Gareth Evans Calls for Sanctions on Government

Gareth Evans, the former Australian foreign minister who played a key role in the political settlement that ended Cambodia’s civil war, has called for sanctions against the CPP government of Prime Minister Hun Sen, which he says has been “getting away with murder.”

Mr. Evans was appointed Australian foreign minister in September 1988, only two months after the first meeting between Mr. Hun Sen’s Soviet-backed regime and the U.S.-backed resistance led by Prince Norodom Sihanouk, and he was the first international figure to formally propose reunification of the country under the auspices of the U.N., which would come to pass in 1993.

Writing an opinion column on Wednesday for Project Syndicate, which claims syndication in more than 400 newspapers, Mr. Evans, who has maintained a close friendship with Mr. Hun Sen’s government since the peace process of the 1980s and early 1990s, said he has lost hope that the ruling party is interested in protecting human rights or liberal democracy in the country.

“Cambodia’s government has been getting away with murder,” Mr. Evans writes, before describing the onslaught by military police who shot dead five protesting garment workers and imprisoned more than 20 last month.

Mr. Evans—who was in 1994 described as “the father of Cambodia” by Chheang Vun, a senior lawmaker from the ruling CPP—states that the recent killings form part of a “pattern” of strategic violence used by the government—with international impunity—when its power is threatened.

He mentions summary killings of political opponents of the CPP and complete seizure of the mechanics of government in 1997 when Mr. Hun Sen’s forces defeated forces loyal to Prince Norodom Ranariddh, which he says was met with an inadequate response from “Cambodia-fatigue[d]” governments around the world, but should serve as a lesson for today.

“At the time, I wanted to believe that these reverses would be temporary, and there were too many like me,” Mr. Evans writes.

“Since then, while preserving a democratic facade, Hun Sen has ruled, for all practical purposes, as an autocrat, showing scant regard for rights of free expression and association—and resorting to violent repression whenever he has deemed it necessary to preserve his and his party’s position.”

“For far too long, Hun Sen and his colleagues have been getting away with violence, human-rights abuses, corruption, and media and electoral manipulation without serious internal or external challenge.”

In his article, Mr. Evans also describes as “plausible” an accusation that more than 20 of Mr. Hun Sen’s closest associates have “each amassed more than $1 billion through misappropriation of state assets.”

“I know Hun Sen and worked well with him in the past. I have resisted strong public criticism until now, because I thought there was hope for both him and his government,” Mr. Evans writes.

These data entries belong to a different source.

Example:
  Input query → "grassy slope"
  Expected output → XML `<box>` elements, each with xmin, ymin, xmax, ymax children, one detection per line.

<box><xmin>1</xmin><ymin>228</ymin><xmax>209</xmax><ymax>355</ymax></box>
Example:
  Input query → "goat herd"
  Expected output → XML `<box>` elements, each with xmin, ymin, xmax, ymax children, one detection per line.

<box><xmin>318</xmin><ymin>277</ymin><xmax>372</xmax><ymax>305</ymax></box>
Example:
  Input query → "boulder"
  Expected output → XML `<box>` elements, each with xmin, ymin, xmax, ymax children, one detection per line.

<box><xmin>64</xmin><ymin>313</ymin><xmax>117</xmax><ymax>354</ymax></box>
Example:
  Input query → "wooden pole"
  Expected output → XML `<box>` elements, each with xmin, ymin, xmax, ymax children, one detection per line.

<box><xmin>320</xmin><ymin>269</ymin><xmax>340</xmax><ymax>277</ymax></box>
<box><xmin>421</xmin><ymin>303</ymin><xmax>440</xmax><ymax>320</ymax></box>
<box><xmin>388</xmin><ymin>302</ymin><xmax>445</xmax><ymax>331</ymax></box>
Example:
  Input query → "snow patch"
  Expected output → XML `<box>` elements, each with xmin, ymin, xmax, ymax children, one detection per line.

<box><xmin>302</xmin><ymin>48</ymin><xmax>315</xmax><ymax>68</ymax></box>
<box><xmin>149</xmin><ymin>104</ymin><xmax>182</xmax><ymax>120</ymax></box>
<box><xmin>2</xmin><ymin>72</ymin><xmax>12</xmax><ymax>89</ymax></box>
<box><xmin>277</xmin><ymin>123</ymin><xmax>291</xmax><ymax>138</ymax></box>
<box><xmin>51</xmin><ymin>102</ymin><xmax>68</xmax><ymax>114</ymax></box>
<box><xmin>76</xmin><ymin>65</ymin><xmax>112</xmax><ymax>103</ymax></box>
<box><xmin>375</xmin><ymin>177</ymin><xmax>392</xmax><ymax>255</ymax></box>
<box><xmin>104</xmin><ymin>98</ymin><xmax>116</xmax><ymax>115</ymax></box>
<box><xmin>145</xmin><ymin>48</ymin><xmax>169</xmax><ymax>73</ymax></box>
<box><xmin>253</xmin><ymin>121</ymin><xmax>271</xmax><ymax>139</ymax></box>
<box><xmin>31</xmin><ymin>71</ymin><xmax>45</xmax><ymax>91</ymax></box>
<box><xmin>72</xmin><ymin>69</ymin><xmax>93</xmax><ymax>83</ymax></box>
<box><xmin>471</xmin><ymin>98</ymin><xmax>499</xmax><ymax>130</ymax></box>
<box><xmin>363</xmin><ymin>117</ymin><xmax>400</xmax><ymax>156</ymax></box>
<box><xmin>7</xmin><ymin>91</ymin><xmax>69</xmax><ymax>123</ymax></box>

“But their behavior has now moved beyond the civilized pale. It is time for Cambodia’s political leaders to be named, shamed, investigated, and sanctioned by the international community,” he concludes.

Mr. Hun Sen and Mr. Evans last met publicly in September 2010, when the pair appeared with Prince Norodom Sirivudh and Australian-born Cambodia historian Milton Osborne on a panel at a University of Melbourne retrospective in Phnom Penh. At the event, the pair praised each other for helping to promote peace and stability in Cambodia.

“I would like to extend a particularly heartfelt welcome back to Cambodia to the honorable professor Gareth Evans…for his personal role and great contribution to Cambodia’s national reconciliation and reconstruction,” Mr. Hun Sen said at the conference.

In response to the prime minister’s praise, Mr. Evans said that while there had been “serious bumps along the way” in Cambodian democracy since 1993, the country had prospered under the leadership of Mr. Hun Sen.

“It is important—and accurate—to see the glass as half-full rather than half-empty,” he said at the time, praising the vibrancy of Phnom Penh and economic growth in the country since 1993.

“[It] is a great credit to Prime Minister Hun Sen and his team…who obviously have an intense commitment to the future of Cambodia, and the majority of Cambodians strongly behind them,” he continued.

Mr. Evans also calls in his article for Julie Bishop, the current Australian foreign minister who visited Phnom Penh last week, to drop “quiet diplomacy” and pick up a “loud megaphone” in her dealings with Cambodia.

Contacted for further comment Thursday, Mr. Evans said he hoped his criticism would give the government pause.

“It may be that my voice this time around will make the government realize it fundamentally has to change its behavior or there will be nothing left of Cambodia’s reputation and credibility,” he said.

Mr. Vun, the CPP lawmaker who described Mr. Evans as “the father of Cambodia” and who also served as            Cambodia’s ambassador to Australia, on Thursday said little about Mr. Evans’ scathing comments directed at his party and the government.

“Gareth’s words do not give me a headache,” Mr. Vun said.

Mr. Evans, who served as Australian foreign minister between September 1988 and March 1996 and later became president of the respected International Crisis Group think tank, proposed the idea of a U.N.-administered reunification of Cambodia to the Australian Senate in November 1989.

The idea was almost immediately met with positive, if wary, reactions from the Vietnamese Foreign Ministry and Cambodia’s resistance forces on the Thai border, who in July 1988 had held their first meeting on possible peace in Cambodia after almost 10 years of war.